The real problem here is that the $v$ in $v=HD$ and the $v$ in $1+z=\sqrt{\frac{1+v/c}{1-v/c}}$ are not the same physical quantity. They shouldn't have used the same letter for them in a single paper, and they certainly shouldn't have punned on it by substituting one quantity into a formula that expects the other.

The $v$ in the special-relativistic formula is defined in terms of global inertial/Minkowski coordinates. In most FLRW cosmologies, you can't define global Minkowski coordinates because spacetime isn't flat, so you can't apply the special-relativistic formula because the $v$ in it is just meaningless.

However, in the zero-density ($\Omega=0$) limit of FLRW cosmology, spacetime is flat, you can define Minkowski coordinates on it, and the SR formula does work, out to arbitrary distances.

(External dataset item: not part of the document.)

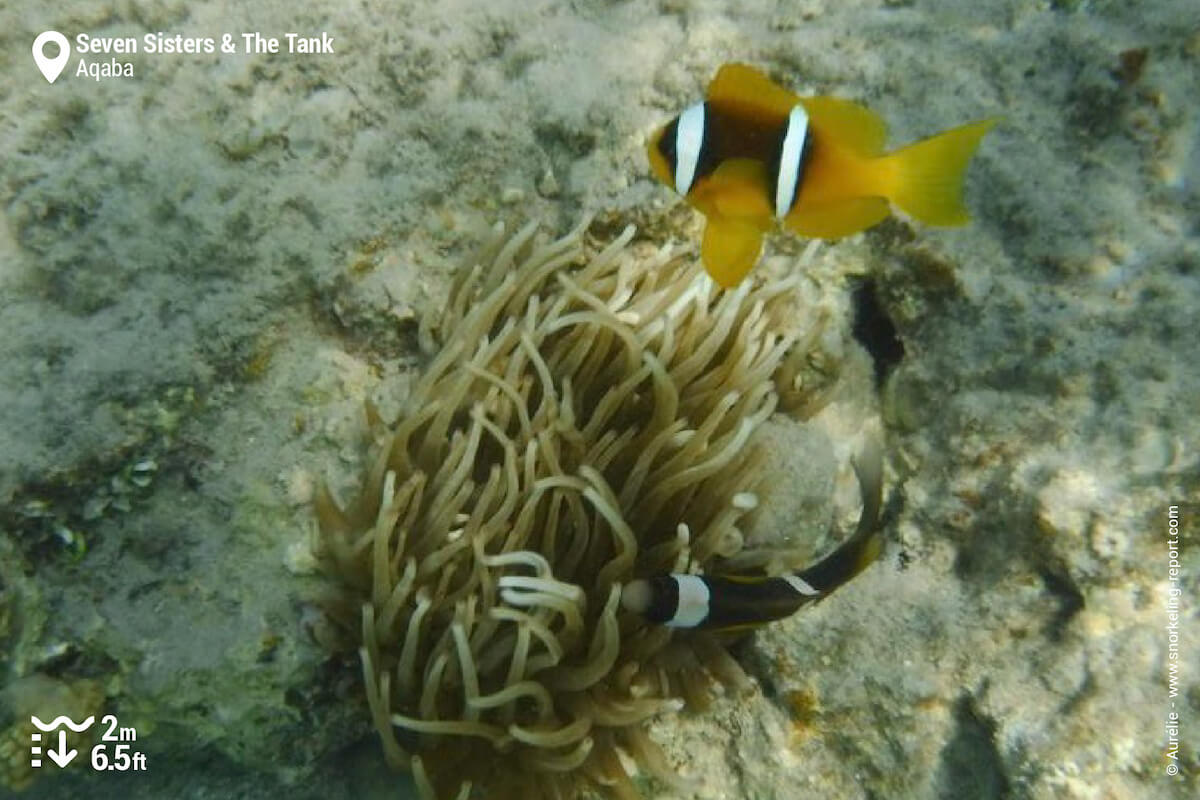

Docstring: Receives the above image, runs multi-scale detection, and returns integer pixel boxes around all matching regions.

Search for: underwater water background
[0,0,1200,799]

There are two zero-density FLRW cosmologies. One is boring: the scale factor $a$ is constant and $v_{\small\text{FLRW}} = v_{\small\text{SR}} = 0$ and both formulas give $z=0$. The other is much more interesting; it's called the Milne model and it describes a linearly expanding universe. In this case it turns out that $$v_{\small\text{SR}} / c = \tanh (v_{\small\text{FLRW}} / c)$$ which means that $v_{\small\text{FLRW}}$ is in SR terms the rapidity. If you plug this into the SR redshift formula you get, after a bit of manipulation, $$1+z = \exp(v_{\small\text{FLRW}} / c).$$

Meanwhile, in FLRW coordinates we have $a(t) = \dot at$ (for some constant $\dot a$) and, for objects moving with the Hubble flow, $$v_{\small\text{FLRW}} = a'(t)x = \dot ax$$ $$1+z = a(t_r)/a(t_e) = t_r/t_e$$ $$x = \int_{t_e}^{t_r} \frac{c\,\mathrm dt}{a(t)} = \frac{c}{\dot a} \int_{t_e}^{t_r} \frac{\mathrm dt}{t}$$ (using e and r subscripts for emission and reception respectively), and the integral of $1/t$ is $\ln t$, so $1+z = \exp(v_{\small\text{FLRW}} / c)$ as before.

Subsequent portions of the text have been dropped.